Der Wald tat sich auf und eine verlassene Straße säumte die Ferne. Die Schultern meiner Eltern und meines Bruders sackten erleichtert hinunter, ehe sich Muma zu uns drehte. Sie strahlte. „Wir sind fast da", flüsterte sie und ein Lächeln legte sich auf meine Lippen.

Seit einer Woche waren wir tagsüber durch Wälder und kleine Dörfer gelaufen und hatten nachts versucht auf Bäumen zu schlafen, nur um es hierher zu schaffen. Wir gingen wachsam durch die grauen Gassen und vorbei an den Häusern, deren Fassaden langsam anfingen zu bröckeln, während ich mir einbildete, unseren jubelnden Gedanken lauschen zu können.

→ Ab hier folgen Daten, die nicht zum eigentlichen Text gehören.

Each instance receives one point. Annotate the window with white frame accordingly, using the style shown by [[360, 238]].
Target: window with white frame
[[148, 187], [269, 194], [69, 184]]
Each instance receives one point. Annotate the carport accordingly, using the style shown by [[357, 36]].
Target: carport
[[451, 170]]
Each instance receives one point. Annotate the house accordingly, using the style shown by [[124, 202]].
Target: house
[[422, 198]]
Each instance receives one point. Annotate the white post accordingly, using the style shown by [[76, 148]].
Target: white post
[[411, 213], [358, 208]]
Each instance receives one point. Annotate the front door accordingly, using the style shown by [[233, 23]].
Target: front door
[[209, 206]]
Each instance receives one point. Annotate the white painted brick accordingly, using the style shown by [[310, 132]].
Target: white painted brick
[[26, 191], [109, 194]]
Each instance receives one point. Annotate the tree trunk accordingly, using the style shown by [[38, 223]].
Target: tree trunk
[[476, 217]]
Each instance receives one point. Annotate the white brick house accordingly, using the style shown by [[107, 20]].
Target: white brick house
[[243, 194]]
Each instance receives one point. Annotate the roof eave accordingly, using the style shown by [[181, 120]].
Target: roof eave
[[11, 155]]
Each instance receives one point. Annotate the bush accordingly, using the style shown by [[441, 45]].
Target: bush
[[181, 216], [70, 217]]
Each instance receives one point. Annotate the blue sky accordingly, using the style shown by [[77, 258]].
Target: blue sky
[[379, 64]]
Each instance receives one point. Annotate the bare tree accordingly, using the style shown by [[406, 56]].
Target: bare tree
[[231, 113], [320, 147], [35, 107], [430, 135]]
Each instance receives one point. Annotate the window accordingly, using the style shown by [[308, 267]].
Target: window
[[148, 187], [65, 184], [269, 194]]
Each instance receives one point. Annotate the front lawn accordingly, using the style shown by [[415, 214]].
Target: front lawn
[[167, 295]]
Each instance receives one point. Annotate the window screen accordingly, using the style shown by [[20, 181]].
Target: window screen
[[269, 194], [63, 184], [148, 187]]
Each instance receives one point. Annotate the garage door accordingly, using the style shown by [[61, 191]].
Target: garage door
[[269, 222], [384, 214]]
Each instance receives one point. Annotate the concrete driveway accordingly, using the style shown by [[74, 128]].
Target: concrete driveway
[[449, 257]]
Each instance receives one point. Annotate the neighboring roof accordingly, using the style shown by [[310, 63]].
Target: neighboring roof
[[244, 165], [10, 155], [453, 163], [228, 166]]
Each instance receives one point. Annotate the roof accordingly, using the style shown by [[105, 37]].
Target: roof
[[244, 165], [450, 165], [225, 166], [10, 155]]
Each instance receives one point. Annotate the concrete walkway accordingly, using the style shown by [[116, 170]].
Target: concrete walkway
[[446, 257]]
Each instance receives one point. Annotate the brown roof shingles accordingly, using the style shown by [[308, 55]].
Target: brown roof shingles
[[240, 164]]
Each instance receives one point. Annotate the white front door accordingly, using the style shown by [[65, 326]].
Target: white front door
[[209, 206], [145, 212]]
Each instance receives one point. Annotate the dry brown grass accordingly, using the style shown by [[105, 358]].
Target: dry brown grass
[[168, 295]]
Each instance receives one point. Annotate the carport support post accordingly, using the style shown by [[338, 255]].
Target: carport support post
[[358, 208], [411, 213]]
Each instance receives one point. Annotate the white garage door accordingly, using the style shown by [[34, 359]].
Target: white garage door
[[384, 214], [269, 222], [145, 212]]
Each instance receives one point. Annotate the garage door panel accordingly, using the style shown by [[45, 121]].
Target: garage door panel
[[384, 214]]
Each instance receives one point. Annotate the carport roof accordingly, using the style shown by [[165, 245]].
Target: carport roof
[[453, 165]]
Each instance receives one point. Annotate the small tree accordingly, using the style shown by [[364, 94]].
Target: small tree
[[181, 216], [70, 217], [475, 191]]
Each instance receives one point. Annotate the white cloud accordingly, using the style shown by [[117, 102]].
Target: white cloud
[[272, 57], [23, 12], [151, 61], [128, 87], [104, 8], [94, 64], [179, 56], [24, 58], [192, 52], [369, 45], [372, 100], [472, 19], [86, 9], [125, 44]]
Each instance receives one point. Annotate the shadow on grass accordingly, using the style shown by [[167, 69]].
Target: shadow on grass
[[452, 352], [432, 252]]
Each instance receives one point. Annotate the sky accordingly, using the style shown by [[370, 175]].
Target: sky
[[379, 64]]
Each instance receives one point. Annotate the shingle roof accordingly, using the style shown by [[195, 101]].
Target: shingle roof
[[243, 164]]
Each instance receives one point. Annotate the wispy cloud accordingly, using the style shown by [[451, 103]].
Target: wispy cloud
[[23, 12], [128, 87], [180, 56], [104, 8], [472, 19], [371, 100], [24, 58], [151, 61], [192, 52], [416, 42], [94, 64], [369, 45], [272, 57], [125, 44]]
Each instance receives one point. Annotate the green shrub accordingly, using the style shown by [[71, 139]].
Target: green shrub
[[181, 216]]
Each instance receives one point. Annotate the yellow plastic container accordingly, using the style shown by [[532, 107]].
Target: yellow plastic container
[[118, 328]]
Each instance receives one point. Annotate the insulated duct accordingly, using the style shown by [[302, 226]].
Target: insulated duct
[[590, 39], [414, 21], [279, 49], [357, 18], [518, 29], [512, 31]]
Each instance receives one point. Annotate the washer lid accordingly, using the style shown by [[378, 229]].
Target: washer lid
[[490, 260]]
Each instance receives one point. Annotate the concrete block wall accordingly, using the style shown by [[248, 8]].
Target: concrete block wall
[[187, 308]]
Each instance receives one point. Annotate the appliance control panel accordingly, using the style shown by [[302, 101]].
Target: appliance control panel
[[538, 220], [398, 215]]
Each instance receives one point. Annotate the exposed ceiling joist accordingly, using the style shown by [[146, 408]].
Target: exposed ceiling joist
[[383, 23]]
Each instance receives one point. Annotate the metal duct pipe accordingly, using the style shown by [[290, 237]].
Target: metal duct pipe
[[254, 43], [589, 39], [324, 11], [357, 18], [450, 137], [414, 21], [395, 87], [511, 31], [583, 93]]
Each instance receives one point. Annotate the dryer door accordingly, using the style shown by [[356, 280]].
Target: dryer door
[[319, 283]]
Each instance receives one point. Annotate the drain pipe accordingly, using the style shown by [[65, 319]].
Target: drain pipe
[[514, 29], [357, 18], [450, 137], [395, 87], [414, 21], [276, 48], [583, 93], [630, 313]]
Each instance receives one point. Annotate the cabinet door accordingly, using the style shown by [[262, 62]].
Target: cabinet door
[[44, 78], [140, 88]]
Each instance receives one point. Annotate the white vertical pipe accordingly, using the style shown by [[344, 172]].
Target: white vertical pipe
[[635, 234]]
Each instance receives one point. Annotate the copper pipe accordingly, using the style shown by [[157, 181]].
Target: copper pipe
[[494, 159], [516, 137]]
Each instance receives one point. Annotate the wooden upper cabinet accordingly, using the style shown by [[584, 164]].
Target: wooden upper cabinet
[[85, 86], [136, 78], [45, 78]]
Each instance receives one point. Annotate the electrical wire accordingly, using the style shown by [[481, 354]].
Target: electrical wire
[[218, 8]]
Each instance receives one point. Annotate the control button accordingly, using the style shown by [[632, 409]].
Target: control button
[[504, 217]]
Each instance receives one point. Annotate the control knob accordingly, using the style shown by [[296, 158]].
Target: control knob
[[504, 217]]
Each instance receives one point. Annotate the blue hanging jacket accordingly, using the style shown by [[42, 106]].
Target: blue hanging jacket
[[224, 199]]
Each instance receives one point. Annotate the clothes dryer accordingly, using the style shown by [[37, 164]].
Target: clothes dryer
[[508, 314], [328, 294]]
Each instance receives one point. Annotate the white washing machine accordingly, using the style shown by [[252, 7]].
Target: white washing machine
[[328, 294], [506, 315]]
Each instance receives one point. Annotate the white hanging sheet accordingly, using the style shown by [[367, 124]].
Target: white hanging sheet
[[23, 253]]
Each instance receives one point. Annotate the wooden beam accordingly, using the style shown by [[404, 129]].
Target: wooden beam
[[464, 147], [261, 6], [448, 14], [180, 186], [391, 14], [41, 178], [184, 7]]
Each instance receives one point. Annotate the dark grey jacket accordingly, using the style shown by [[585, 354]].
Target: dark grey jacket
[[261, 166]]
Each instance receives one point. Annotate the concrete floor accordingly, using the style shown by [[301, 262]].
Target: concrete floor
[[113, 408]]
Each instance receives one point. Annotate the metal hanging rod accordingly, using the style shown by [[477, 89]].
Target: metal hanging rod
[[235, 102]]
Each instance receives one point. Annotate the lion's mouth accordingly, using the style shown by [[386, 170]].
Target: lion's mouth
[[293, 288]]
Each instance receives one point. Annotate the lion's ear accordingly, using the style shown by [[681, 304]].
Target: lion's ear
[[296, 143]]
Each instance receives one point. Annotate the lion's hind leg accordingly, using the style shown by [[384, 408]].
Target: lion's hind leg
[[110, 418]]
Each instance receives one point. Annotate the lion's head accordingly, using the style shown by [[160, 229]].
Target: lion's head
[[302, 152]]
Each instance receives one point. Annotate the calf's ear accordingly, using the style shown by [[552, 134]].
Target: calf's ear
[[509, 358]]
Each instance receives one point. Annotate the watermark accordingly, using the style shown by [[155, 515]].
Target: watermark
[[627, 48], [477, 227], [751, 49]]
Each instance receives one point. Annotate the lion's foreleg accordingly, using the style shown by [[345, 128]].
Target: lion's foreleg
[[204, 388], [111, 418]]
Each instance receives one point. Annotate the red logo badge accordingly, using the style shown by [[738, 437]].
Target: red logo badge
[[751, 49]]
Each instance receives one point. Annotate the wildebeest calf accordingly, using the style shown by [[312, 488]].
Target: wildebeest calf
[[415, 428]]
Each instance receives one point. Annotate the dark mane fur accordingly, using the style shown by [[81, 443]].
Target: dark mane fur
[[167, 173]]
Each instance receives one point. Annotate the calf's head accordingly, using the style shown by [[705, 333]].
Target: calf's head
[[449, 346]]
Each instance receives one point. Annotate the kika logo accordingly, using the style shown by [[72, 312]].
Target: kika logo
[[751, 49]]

Als wir gerade am Ende der Straße ankamen, öffnete sich plötzlich die Tür eines Hauses, nur wenige Meter von uns entfernt. Ein schwarz bekleideter Mann starrte uns an, bevor er mit großen Schritten auf uns zulief und Papa Muma beschützend hinter sich schob. Ich schluckte nervös.

„Was wollt ihr hier?" Die Stimme des Fremden klirrte laut in meinen Ohren. Seine langen, schwarzen Haare hatte er hinten zu einem festen Dutt zusammengebunden, wohingegen seine Seiten abrasiert waren. Obschon er alleine war, hatte ich das Gefühl, es würde ihm leicht fallen, uns davon abzuhalten, unseren Weg fortzusetzen. Er kam breitbeinig vor uns zum Stehen und musterte uns herablassend. Mein Blick glitt seinen Arm hinunter, zu seiner Hand. Mein Atem stockte, als ich die Waffe erkannte, die seine Finger fest umschlossen.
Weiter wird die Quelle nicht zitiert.